If you are like millions of taxpayers who work in the service industry, you may receive tips. The tax code is clear; if you receive tips you must report them as income. Some employers have systems to make this easy, while others do not. Here are some suggestions:
Think 1-2-3
Proper tip reporting has three components:
1. Keeping a daily tip record
2. Reporting your tips to your employer
3. Recording your tips on your income tax return
Recording tip activity
Per the IRS, you can keep your tips by either maintaining a tip diary or
by saving documents that show your tips. If your employer does not provide you
with an electronic form of a tip diary, you can always create your own. The IRS
has one for your use in Form 4070A.
Reporting tips to an employer
You should record daily activity in your diary and then provide a monthly summary to your employer by the 10th of the following month.
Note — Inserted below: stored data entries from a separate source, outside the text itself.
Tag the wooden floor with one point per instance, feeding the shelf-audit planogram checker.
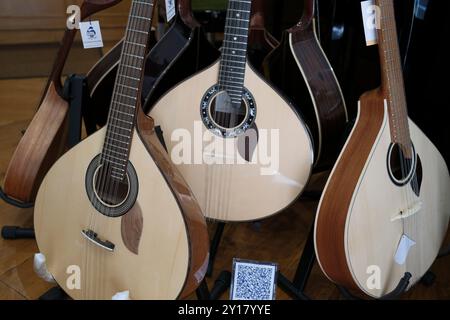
(279, 239)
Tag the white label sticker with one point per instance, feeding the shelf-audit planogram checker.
(91, 34)
(371, 21)
(170, 9)
(403, 249)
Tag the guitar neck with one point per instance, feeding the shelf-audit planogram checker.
(126, 93)
(392, 73)
(234, 50)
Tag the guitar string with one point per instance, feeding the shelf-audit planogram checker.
(224, 75)
(217, 168)
(143, 10)
(409, 223)
(229, 47)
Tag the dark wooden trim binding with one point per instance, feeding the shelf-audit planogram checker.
(336, 200)
(131, 227)
(196, 229)
(186, 15)
(303, 72)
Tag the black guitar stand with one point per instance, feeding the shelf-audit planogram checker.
(76, 94)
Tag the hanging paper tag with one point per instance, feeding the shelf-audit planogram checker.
(371, 21)
(170, 9)
(403, 249)
(420, 9)
(91, 34)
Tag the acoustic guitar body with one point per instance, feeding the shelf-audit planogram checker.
(236, 192)
(152, 256)
(364, 212)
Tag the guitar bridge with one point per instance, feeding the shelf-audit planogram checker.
(93, 237)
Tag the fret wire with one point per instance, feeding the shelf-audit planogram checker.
(234, 51)
(394, 76)
(133, 49)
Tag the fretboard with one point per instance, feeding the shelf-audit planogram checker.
(126, 91)
(392, 73)
(234, 50)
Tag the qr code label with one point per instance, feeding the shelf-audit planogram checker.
(253, 280)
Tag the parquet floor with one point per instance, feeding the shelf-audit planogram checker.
(279, 239)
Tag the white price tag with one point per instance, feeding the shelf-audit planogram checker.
(371, 21)
(91, 34)
(170, 9)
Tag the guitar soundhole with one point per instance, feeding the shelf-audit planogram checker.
(111, 195)
(225, 117)
(225, 113)
(110, 190)
(401, 164)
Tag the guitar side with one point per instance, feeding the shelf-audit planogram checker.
(357, 224)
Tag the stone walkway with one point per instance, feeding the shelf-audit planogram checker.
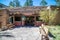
(22, 33)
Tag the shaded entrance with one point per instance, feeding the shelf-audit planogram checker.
(29, 21)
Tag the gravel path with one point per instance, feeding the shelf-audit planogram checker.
(22, 33)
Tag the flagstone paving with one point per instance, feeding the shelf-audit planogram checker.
(22, 33)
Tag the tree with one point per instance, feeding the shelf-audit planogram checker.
(48, 16)
(17, 3)
(43, 3)
(57, 2)
(11, 4)
(28, 3)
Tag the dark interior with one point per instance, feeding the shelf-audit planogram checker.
(29, 21)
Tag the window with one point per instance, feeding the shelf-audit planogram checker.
(38, 18)
(17, 18)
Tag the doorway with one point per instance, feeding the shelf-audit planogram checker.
(29, 21)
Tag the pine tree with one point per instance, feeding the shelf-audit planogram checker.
(43, 3)
(28, 3)
(17, 3)
(57, 2)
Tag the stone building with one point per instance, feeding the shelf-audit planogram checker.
(20, 16)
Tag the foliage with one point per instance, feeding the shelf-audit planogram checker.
(43, 3)
(57, 2)
(17, 3)
(11, 4)
(14, 3)
(28, 3)
(48, 16)
(44, 15)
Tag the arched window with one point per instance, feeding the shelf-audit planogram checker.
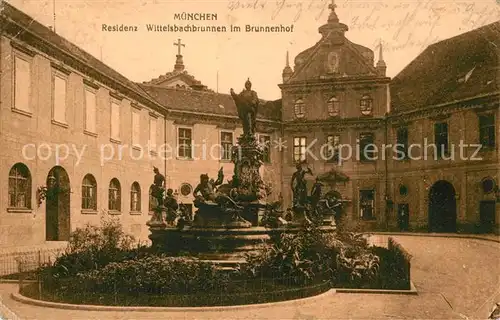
(114, 199)
(366, 105)
(135, 197)
(333, 107)
(300, 108)
(89, 193)
(186, 189)
(20, 187)
(152, 201)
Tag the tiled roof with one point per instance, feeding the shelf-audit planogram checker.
(48, 36)
(458, 68)
(207, 102)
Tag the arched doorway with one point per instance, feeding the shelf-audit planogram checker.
(57, 205)
(442, 207)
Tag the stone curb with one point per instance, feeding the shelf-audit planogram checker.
(20, 298)
(412, 291)
(439, 235)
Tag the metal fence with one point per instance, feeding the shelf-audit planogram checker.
(115, 292)
(16, 262)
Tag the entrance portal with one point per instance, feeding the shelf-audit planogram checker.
(403, 216)
(487, 216)
(57, 205)
(442, 207)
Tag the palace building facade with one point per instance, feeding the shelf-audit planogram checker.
(79, 141)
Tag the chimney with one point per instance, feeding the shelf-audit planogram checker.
(381, 66)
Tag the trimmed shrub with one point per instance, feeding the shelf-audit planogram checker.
(152, 275)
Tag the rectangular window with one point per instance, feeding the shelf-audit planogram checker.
(90, 111)
(226, 140)
(299, 149)
(441, 138)
(402, 143)
(152, 133)
(185, 149)
(487, 130)
(136, 129)
(332, 148)
(367, 204)
(59, 99)
(115, 121)
(265, 142)
(22, 84)
(366, 147)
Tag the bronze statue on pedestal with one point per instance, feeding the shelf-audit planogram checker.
(247, 104)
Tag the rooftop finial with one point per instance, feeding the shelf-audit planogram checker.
(381, 61)
(381, 66)
(380, 55)
(332, 18)
(179, 63)
(332, 6)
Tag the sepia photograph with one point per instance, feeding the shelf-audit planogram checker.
(249, 159)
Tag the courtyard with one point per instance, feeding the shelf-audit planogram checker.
(456, 278)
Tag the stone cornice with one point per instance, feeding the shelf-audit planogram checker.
(336, 82)
(21, 47)
(216, 118)
(478, 104)
(338, 125)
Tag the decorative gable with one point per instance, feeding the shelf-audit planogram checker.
(333, 56)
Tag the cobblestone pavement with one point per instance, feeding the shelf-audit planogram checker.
(456, 279)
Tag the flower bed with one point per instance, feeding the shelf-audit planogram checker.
(296, 265)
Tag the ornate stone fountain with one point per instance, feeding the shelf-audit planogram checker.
(232, 219)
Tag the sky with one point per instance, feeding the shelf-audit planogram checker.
(405, 28)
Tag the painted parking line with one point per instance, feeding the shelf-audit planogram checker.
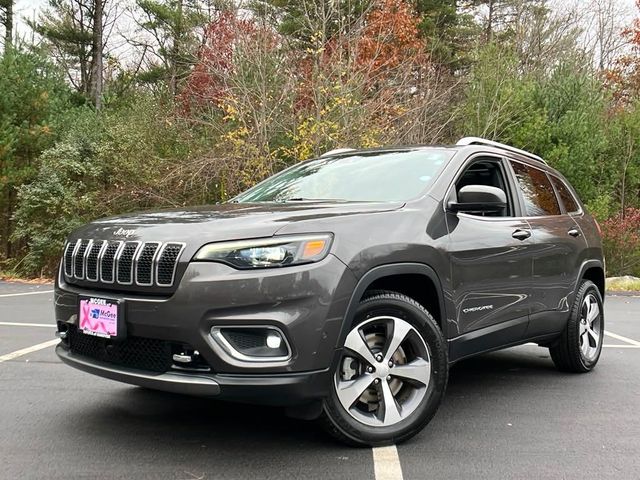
(24, 293)
(386, 463)
(24, 351)
(621, 338)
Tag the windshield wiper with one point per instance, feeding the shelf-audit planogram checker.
(303, 199)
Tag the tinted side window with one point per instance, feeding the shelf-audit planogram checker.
(539, 196)
(570, 204)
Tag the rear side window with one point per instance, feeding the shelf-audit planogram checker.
(539, 196)
(569, 201)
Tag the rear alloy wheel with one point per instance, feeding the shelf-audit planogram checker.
(578, 349)
(392, 373)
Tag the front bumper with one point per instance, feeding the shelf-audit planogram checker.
(307, 303)
(280, 389)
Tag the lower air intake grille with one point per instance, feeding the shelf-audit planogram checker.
(134, 352)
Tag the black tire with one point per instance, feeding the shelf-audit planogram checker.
(339, 423)
(567, 354)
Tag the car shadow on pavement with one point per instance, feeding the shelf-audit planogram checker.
(132, 414)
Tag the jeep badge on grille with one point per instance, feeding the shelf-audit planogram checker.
(121, 232)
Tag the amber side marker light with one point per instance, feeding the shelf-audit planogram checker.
(313, 248)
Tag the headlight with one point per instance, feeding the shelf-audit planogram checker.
(268, 252)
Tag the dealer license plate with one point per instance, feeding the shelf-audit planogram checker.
(98, 317)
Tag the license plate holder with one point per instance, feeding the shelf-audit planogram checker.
(101, 317)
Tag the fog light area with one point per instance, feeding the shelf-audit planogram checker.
(252, 343)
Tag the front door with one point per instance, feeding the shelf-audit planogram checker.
(491, 265)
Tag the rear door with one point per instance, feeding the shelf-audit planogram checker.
(557, 240)
(491, 265)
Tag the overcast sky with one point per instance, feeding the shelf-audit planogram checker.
(30, 8)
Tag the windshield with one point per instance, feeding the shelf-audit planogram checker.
(378, 176)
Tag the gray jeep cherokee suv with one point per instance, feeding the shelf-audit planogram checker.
(343, 287)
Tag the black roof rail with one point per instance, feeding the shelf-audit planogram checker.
(481, 141)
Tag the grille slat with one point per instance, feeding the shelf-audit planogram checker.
(92, 260)
(107, 262)
(68, 259)
(125, 263)
(167, 262)
(145, 264)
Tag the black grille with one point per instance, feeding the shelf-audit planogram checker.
(106, 268)
(245, 338)
(144, 268)
(120, 263)
(125, 262)
(92, 260)
(134, 352)
(68, 259)
(167, 263)
(78, 267)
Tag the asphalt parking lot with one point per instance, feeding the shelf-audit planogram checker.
(507, 414)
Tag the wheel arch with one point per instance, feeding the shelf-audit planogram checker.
(398, 278)
(593, 270)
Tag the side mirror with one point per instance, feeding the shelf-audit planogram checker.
(479, 198)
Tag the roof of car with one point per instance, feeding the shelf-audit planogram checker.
(467, 143)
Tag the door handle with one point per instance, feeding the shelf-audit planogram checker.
(521, 234)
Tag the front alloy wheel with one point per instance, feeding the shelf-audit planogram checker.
(385, 371)
(392, 373)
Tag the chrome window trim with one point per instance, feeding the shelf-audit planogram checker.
(153, 261)
(135, 252)
(175, 265)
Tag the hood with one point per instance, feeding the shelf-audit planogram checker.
(229, 221)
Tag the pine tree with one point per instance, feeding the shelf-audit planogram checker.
(73, 30)
(6, 7)
(173, 25)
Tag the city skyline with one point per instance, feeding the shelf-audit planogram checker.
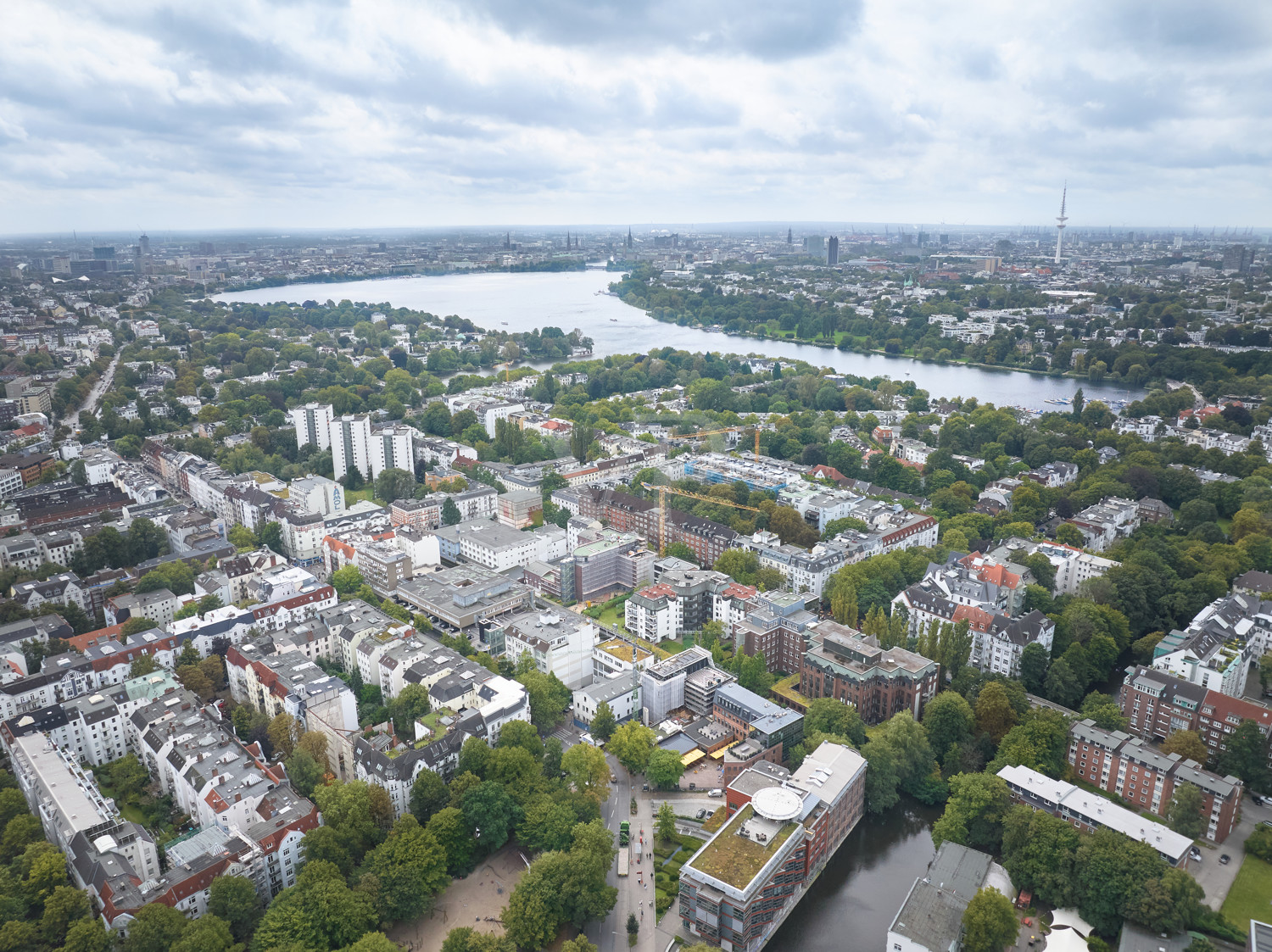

The report should include the following elements:
· Your name and address
· Your social security number
· Employer name and address
· Time period
· Date submitted to employer
· Your signature
· Tip information: cash tips received, credit/debit tips received, tips paid out to fellow workers, and net tips received
Paying taxes
With proper tracking and reporting of tip activity to your employer, filing your taxes on this income can be done without too much trouble. Here are some ideas:
Use your employer for reporting. With proper reporting, your employer can help ensure taxes are withheld and sent in for you. This can help you avoid a large tax bill at the end of the year.